Thomas Beurey / Projets publics

La réforme des collectivités après les régionales : on en parle…

Alain Marleix, secrétaire d’Etat en charge des collectivités territoriales, a assuré mardi 23 mars lors de la séance des questions à l’Assemblée que le gouvernement serait « ouvert à toute amélioration » sur le mode de scrutin pour l’élection du futur conseiller territorial. « C’est d’ailleurs tout le sens de la mise en place des différents groupes de travail qui aujourd’hui y réfléchissent », a-t-il ajouté en réponse à Bruno Leroux. Répondant cette fois à Alain Rousset, il a également souligné que le « cinquième texte [qui] visera à clarifier le partage des compétences entre régions et départements » permettra à ces collectivités d' »exercer non seulement des compétences d’attribution, mais aussi un pouvoir d’initiative et des compétences partagées dans des domaines comme la culture et le sport ». Tandis que le président sortant de l’Association des régions de France (ARF) lui demandait de « retirer un texte qui fait l’unanimité contre lui », Alain Marleix a en revanche réaffirmé la volonté du gouvernement de mener cette réforme à son terme.

François Fillon, lors de cette même séance à l’Assemblée : « Votre parti présidera vingt-deux ou vingt-trois régions sur vingt-six. C’est une responsabilité considérable et je veux, dans un esprit républicain, saluer ceux et celles qui, demain, vont diriger les régions françaises. Ils vont le faire dans un contexte de crise économique et sociale qui rend cette responsabilité d’autant plus importante. Il est essentiel, dans ce contexte, que nous coordonnions le mieux possible les politiques économiques locales et les politiques économiques nationales. […] Les régions ne sont pas des contre-pouvoirs. Ce sont des éléments constitutifs de la nation et de l’Etat.

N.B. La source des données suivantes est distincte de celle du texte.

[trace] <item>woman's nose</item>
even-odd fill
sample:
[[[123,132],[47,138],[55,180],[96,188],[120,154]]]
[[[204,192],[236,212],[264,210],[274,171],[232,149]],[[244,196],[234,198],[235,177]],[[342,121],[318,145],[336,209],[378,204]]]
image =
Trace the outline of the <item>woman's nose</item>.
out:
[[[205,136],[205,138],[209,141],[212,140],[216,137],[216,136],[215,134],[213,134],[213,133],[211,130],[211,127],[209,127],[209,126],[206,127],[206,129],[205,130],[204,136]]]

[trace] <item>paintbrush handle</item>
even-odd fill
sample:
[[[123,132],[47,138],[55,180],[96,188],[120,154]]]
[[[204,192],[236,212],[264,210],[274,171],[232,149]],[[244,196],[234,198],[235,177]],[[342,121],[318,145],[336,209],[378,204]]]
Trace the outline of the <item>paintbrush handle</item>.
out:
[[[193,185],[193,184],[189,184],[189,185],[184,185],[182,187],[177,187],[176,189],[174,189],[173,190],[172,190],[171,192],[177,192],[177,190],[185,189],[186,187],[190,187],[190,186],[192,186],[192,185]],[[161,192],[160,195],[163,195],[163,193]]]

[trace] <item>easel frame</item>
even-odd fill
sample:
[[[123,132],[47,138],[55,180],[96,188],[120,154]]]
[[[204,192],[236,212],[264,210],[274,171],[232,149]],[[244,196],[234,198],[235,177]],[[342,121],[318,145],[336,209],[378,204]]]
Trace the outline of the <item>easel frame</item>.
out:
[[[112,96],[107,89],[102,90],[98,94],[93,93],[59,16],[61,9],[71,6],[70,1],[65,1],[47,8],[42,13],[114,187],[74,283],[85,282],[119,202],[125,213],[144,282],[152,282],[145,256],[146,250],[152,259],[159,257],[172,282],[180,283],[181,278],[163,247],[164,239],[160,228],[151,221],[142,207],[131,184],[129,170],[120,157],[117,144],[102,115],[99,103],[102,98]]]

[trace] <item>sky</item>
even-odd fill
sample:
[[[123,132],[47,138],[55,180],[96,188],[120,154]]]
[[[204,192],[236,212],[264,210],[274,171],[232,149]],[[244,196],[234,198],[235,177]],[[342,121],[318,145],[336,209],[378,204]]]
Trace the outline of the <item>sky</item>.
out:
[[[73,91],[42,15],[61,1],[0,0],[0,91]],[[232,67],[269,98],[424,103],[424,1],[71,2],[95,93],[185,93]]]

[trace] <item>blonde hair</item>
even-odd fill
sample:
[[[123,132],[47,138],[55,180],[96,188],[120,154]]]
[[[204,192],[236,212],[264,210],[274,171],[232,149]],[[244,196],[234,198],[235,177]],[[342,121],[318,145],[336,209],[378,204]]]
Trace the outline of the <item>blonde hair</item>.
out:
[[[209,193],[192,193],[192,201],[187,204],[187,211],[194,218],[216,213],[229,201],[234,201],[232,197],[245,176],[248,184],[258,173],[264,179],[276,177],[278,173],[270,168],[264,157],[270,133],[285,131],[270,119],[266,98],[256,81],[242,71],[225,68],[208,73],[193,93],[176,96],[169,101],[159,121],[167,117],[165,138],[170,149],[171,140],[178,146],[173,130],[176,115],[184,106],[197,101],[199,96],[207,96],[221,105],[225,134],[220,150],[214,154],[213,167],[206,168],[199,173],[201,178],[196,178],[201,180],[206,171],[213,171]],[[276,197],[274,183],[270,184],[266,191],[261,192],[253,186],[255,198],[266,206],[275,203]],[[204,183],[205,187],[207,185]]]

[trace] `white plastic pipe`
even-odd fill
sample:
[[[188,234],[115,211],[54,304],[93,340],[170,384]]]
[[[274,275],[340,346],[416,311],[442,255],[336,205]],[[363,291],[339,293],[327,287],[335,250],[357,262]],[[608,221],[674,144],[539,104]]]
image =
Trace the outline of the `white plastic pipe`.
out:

Je prendrai dans les prochaines semaines des initiatives pour voir, avec les présidents de région, comment nous pourrions mieux coordonner nos efforts face à la crise économique et sociale. »

Alain Rousset a estimé mardi que « le fait régional sort renforcé » des dernières élections et qu' »il faut aller maintenant plus loin » dans la décentralisation. « Les deux grands axes d’activité sur lesquels les régions devaient maintenant développer leurs efforts sont les jeunes, avec leurs problèmes de formation, d’emploi, de logement, et l’innovation. » Il a aussi estimé que l’ARF devait « élever le ton face à la réforme territoriale prévue par le gouvernement » et mettre « en avant de nouveaux arguments ». « J’ai beaucoup fait pour qu’elle fonctionne de manière collégiale et si mes collègues estiment que je suis l’homme de la situation, je serai prêt », a-t-il poursuivi en évoquant la possibilité d’un nouveau mandat à la tête de l’association.

Michel Vauzelle, dont la liste a remporté les élections régionales en Provence-Alpes-Côte d’Azur, a annoncé son intention de briguer la présidence de l’ARF. « Le président de l’ARF doit être quelqu’un qui désire combattre contre Sarkozy et essayer de le faire reculer sur cette réforme des collectivités. Je m’en sens la force, le courage et les arguments », a-t-il déclaré le 22 mars à sa permanence marseillaise. « On détruit la région au profit des conseillers cantonaux qui s’occuperont de leur canton ou de conseillers de métropole qui évidemment auront la tentation de tirer toute la richesse régionale vers Marseille d’un côté et Nice de l’autre. »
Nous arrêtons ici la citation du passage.